If I can make a suggestion - separate tokenising (leex) from parsing (yecc), You are trying to do too much I think, which makes it more complicated.

kip · January 9, 2018, 4:23am

A simple (but incomplete) tokeniser which can process your test string follows. T

Definitions.

Tag        = [a-z]
OpenTag    = \[
CloseTag   = \]
Emoticon   = :

Rules.

:\)      : {token, {smile, 1}}.
8-\)     : {token, {smile, 4}}.
:&#39;\( : {token, {smile, 5}}.
:ermm:   : {token, {smile, 6}}.
:D       : {token, {smile, 7}}.
&lt;3    : {token, {smile, 8}}.
:\(      : {token, {smile, 9}}.
:O       : {token, {smile, 10}}.
:P       : {token, {smile, 11}}.
;\)      : {token, {smile, 12}}.

{OpenTag} : {token, {open_tag, TokenLine, TokenChars}}.
{Tag}+ : {token, {tag, TokenLine, TokenChars}}.
{CloseTag} : {token, {close_tag, TokenLine, TokenChars}}.
{Emoticon}{Tag}+{Emoticon} : {token, {emoticon, TokenLine, TokenChars}}.

Erlang code.

rvirding · January 9, 2018, 11:35am

Note one thing: the regular expressions in leex and Regex are not the same. Regex supports the full perl regexs, it implemented internal in :re module which uses the PCRE library, while leex only allows a more limited set. A major benefit of the leex regexs, which are the same as in lex, is that they never need to backtrack which the perl ones do. With PCRE you can easily define a simple regex which will take a long long time to match, for example check here The :re module gets around this by putting a limit on how long the match is allowed to take before giving up.

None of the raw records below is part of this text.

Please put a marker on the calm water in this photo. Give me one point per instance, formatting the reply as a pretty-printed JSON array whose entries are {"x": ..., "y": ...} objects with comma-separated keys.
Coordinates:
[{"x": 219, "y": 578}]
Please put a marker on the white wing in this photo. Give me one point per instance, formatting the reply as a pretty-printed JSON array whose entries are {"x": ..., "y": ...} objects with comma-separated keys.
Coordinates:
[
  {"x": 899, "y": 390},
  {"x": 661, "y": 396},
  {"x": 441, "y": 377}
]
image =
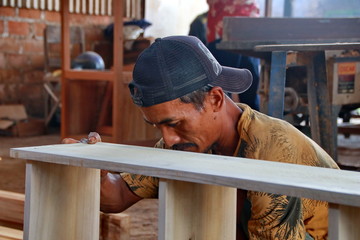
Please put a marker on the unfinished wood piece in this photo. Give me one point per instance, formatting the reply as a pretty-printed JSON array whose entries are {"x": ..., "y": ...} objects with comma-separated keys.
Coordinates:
[
  {"x": 114, "y": 226},
  {"x": 344, "y": 222},
  {"x": 62, "y": 202},
  {"x": 10, "y": 234},
  {"x": 12, "y": 207},
  {"x": 332, "y": 185},
  {"x": 196, "y": 211}
]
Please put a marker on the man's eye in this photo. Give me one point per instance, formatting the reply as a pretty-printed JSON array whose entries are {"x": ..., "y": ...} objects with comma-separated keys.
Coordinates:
[{"x": 172, "y": 124}]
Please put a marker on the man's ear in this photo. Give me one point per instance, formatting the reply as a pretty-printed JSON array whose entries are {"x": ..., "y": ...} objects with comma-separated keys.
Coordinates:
[{"x": 216, "y": 98}]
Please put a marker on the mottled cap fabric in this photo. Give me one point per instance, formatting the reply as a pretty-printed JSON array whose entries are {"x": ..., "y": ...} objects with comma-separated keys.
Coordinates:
[{"x": 175, "y": 66}]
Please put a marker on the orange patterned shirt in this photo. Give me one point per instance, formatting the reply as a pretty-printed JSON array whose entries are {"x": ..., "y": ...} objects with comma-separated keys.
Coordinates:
[{"x": 267, "y": 215}]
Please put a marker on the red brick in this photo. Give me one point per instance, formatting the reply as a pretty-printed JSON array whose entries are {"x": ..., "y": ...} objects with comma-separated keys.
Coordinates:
[
  {"x": 18, "y": 61},
  {"x": 29, "y": 13},
  {"x": 52, "y": 16},
  {"x": 10, "y": 76},
  {"x": 7, "y": 11},
  {"x": 37, "y": 61},
  {"x": 39, "y": 29},
  {"x": 9, "y": 45},
  {"x": 35, "y": 76},
  {"x": 33, "y": 46},
  {"x": 19, "y": 28}
]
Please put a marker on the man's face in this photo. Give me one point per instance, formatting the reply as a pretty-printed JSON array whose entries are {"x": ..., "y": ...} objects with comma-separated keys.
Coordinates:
[{"x": 182, "y": 126}]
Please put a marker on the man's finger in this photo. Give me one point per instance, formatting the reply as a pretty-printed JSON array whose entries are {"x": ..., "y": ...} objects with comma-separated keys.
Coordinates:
[
  {"x": 69, "y": 140},
  {"x": 93, "y": 137}
]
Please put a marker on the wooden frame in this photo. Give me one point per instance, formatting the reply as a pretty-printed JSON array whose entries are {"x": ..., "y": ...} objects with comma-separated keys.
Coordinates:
[
  {"x": 73, "y": 161},
  {"x": 80, "y": 92}
]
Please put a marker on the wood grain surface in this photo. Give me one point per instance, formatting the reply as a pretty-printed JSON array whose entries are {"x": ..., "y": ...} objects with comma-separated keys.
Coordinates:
[{"x": 335, "y": 186}]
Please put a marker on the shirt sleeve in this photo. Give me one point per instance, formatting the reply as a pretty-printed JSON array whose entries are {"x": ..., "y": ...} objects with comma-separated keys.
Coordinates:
[{"x": 275, "y": 217}]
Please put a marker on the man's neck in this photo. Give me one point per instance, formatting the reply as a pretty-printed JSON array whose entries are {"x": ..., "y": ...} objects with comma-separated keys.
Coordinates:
[{"x": 229, "y": 137}]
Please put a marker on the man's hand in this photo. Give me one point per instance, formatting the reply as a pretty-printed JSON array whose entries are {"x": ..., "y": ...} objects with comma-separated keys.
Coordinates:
[{"x": 92, "y": 138}]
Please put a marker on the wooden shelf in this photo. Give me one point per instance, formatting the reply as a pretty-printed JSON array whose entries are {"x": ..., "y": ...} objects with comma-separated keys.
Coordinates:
[{"x": 100, "y": 101}]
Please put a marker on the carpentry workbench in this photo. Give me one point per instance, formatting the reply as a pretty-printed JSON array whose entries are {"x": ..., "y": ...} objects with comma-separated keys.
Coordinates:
[
  {"x": 197, "y": 193},
  {"x": 272, "y": 38}
]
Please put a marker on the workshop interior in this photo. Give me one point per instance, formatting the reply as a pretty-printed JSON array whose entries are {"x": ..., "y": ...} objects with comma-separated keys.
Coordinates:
[{"x": 65, "y": 67}]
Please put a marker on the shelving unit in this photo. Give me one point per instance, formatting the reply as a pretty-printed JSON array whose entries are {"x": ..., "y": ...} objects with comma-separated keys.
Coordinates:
[{"x": 84, "y": 93}]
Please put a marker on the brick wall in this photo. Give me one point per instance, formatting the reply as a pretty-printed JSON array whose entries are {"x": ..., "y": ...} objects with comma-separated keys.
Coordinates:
[{"x": 22, "y": 55}]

kip · January 9, 2018, 11:55am

Thanks Robert, and understood. I learnt that the hard way in my first lexers (I know, it is documented in the erlang docs). My example above was only to illustrate of your point about leex using a longest match.

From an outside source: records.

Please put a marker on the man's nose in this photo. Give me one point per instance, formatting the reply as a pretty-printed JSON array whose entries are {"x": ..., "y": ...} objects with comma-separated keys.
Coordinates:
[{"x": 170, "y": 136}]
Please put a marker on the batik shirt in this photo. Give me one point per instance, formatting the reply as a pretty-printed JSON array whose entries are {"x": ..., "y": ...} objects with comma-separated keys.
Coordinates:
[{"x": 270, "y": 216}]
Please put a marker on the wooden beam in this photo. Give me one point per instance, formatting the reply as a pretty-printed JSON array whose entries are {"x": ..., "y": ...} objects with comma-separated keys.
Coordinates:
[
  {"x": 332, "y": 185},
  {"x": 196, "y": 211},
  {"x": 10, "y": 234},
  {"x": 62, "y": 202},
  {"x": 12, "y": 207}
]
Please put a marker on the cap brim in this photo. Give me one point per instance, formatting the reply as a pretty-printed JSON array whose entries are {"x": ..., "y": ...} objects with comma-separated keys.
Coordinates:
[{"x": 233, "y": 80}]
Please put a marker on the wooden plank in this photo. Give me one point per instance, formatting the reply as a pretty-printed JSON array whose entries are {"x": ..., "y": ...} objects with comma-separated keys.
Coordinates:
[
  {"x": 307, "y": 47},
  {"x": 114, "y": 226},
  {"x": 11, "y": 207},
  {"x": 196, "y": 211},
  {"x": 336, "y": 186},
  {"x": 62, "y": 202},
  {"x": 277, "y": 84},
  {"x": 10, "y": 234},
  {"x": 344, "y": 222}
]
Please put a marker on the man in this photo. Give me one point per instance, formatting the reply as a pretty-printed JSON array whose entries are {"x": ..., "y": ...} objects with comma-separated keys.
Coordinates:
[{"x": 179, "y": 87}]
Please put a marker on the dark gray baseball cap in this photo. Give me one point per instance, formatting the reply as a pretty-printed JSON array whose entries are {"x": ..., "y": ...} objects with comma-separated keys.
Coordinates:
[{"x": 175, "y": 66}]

rvirding · January 9, 2018, 12:03pm

Yes, my point was less a comment on your comment and code, rather just a general comment on the regexs which are allowed in leex and why.

For those who haven’t looked at this before it means that all the regexs in leex, and in lex, can be compiled together so you only have to make one pass over the input string to get the next token instead of testing all the regexs one after the other until one matches. The difference in efficiency is significant.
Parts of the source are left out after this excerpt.